コラム


媚薬についてあれこれ
でも媚薬の効果的な使い方とかじゃないので役には立たない




 『妖精環』においてクリッサが言及していたハシリドコロ(走野老とも書く)はナス科の植物で、別名をオニヒルグサヤ。塊状の地下茎は鎮痛作用をもつものとして漢方薬などに用いられる。摂取すると含まれる化学物質のために瞳孔が散大する。地下茎以外にも植物全体に有毒成分が含まれる。

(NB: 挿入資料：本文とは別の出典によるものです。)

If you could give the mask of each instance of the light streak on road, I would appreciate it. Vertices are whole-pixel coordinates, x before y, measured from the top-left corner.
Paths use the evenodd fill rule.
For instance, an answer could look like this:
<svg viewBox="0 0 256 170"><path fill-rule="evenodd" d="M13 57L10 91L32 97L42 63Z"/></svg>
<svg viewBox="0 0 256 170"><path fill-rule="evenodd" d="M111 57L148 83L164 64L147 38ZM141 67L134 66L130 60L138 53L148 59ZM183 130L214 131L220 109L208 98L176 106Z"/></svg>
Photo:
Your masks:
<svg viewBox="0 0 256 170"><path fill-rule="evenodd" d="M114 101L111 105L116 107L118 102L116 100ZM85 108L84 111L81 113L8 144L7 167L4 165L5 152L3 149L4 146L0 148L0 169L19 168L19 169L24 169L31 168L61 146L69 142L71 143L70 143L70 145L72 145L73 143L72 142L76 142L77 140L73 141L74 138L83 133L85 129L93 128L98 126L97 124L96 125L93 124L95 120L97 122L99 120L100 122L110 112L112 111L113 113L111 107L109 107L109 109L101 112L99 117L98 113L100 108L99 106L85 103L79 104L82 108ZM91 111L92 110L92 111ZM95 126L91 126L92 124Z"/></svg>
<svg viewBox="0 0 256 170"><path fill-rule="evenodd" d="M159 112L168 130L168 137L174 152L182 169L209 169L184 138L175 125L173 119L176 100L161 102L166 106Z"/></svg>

 マンダラゲはチョウセンアサガオの別名で、多年草と一年草があり、このうち一年草の洋種にダチュラがある。朝顔によく似た淡い紫色あるいは白色の花をつけるが、ヒルガオ科ではなくやはりナス科の植物である。基本的に毒草と知られ、葉や種子からの抽出物が麻酔薬や鎮静薬に用いられるようだ。ハシリドコロと同様、摂取すると、口の渇き、瞳孔散大、消化管運動の減少、尿閉などが起こるという。ちなみに、尿閉とは尿道の狭窄などにより膀胱内にたまった尿が排出できなくなる状態のことで、「おしっこしたかった気分がどっかいっちゃう」とはちょっと違う気もするが、まあご愛敬と思ってほしい。
 ダチュラは某小説家のデビュー作の中で記憶障害をともなう催淫剤として用いられ、媚薬としていちやく有名になった植物だ。ちなみに、当サイトがかつて細々とブログ公開していたときに、グーグル検索でもっとも頻繁に来訪者がやってきた検索フレーズは「媚薬 ダチュラ」であった。みなそれほどまでに関口が好きか。

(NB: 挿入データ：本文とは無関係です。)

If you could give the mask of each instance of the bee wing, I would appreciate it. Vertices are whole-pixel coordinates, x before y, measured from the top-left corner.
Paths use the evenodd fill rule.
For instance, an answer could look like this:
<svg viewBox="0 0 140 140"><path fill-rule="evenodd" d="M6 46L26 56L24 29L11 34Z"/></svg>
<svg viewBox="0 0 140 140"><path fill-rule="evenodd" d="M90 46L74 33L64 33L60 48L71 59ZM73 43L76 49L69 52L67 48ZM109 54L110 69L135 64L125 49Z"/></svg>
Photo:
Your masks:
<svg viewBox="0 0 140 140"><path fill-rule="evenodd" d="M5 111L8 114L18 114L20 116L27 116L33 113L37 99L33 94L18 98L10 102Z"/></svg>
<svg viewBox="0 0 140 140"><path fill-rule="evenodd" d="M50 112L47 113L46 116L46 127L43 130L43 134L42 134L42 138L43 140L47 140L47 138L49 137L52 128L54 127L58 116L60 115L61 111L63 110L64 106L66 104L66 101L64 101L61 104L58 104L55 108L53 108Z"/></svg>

 いずれにせよ、チョウセンアサガオが催淫剤として期待されるような効果をもつかどうかはどうやら怪しいようである。ただし、記憶障害を起こすことがあるのは本当らしいので、京子の多重人格ネタはあながち十割ホラでもないわけだ。
 なお、ダチュラは英語圏でも毒草として知られ、悪魔草、悪魔キュウリなどの名で知られる。「悪魔のラッパdevil's trumpet」なるダイレクトな名もある。

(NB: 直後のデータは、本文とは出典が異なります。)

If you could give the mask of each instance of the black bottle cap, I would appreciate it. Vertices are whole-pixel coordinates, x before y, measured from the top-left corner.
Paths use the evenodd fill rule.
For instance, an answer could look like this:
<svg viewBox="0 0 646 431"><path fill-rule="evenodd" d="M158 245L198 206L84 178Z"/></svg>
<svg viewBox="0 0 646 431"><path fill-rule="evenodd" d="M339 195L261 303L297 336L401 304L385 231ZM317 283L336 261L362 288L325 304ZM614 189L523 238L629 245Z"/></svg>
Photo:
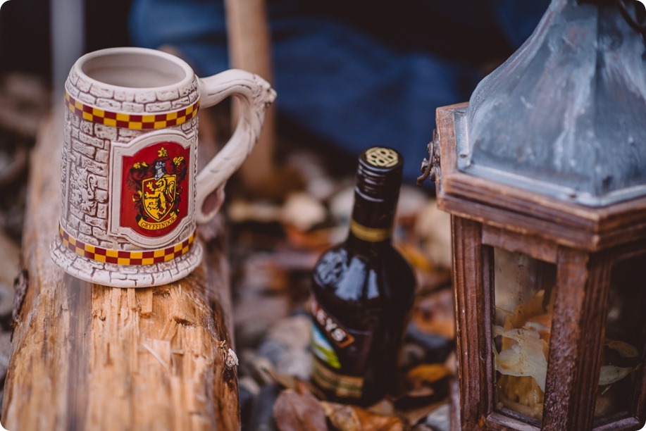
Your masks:
<svg viewBox="0 0 646 431"><path fill-rule="evenodd" d="M397 198L402 186L404 158L387 146L367 148L359 156L355 190L371 199Z"/></svg>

 マンダラゲは漢字では蔓陀羅華。梵語でのmandaravaに由来する。天上に咲くという花の名で、仏教では四華【しけ】、すなわち法華経が説かれるときに空から降ると言われる四種の蓮華の一つである。見る者の心を至上の幸福に包むと言われるこの花だが、現在チョウセンアサガオあるいはマンダラゲとして知られる植物は、麻薬的な多幸感作用はもたないようだ。

 ちなみに松茸は、時として男性器にも似るその形状から、中世・近世においてはよく強壮剤として用いられたと言われる。世界各地において、民間療法における強壮剤の材料はしばしばダイレクトな「形状の類似」に由来した。また、強い精力をもつと信じられた動物の体の各部分も強壮剤の原料として用いられた。虎の骨は漢方薬の原料としてよく知られているが、強壮剤としては虎の男性器も用いられる。民間療法はその体系そのものが、しばしば連想と機知によって支えられている。
 なお、西洋の民俗信仰で「妖精の輪」と呼ばれるものをなす菌類には、実は松茸も含まれる。松茸狩りに詳しい人なら、松茸が円を描くようにして群生する傾向にあるのを知っている人もいるかもしれない。
 あと、松茸は欧州でも採れるらしい。ノルウェーやスウェーデンといった北欧諸国で採れるだか採れないだかいう記述をずっと昔にウェブ上のどっかで見た気がする。ほんまか?